ご飯も食べ終わり、いつも通り美緒と直と話していると……慌てて飛び込んできた香穂にそう言われた。
「何?どうしたの?」
「あのさ、凄い言い難いんだけど……私の伴奏者探しを手伝ってくれない?」
「……あぁ、そっか!」
すっかり忘れてたけど……よくよく考えてみれば2セレまであと数日じゃん。
music14 新たな伴奏者
「しかし……なんで今頃?」
「実はさっき金澤先生に会って、そう言われて……」
香穂が乱れた息を整えながら呟いた。
この様子だと練習に気をとられてて伴奏者のことすっかり忘れてたんだね……
「それじゃ、とりあえず湊にでも聞いてみる?」
多分、私と香穂のふたりで伴奏者を探すよりも、湊に聞いた方が早いと思うしね。
……というかこれはもう湊に頼るしかないでしょ。
「うん、出来ればお願い!」
「じゃあ…行こうか?」
「どこへ?」
「どこへ?って……2年A組」
私がそう言うと、香穂も納得してくれたみたいで……ふたりで慌てて2年A組目指して駆け出した。
「急にどうしたの?珠葵」
お昼休みも残り僅かだったので、慌ててA組に足を運び、湊を呼んで……今、廊下で私と湊と香穂の3人で話をしている。
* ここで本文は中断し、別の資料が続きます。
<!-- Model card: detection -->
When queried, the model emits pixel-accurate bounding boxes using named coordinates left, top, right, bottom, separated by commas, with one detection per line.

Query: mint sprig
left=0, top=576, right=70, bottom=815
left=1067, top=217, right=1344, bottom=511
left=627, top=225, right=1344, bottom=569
「ちょっと聞きたいことがあるんだけどさ……湊の友達で、コンクールの伴奏出来そうな人いない?」
私がそういった瞬間、湊が少しだけ顔色を変えた。
「伴奏…?もしかして伴奏者を変えたいって事……?」
「まさか。私が湊以外に伴奏を頼みたいわけないじゃん。香穂の伴奏者を探してるのよ。香穂の」
「あぁ、日野さんのね……良かった、私珠葵に何かしちゃったかと思ったじゃない」
「そんなわけないでしょ。今だってこうして湊を信頼して頼ってるんだから」
「ふふ、それはありがとう。で、話を戻すけど伴奏者だよね?……そんな人……「湊」
湊が必死で考えていると…教室から誰かが湊を呼んだ。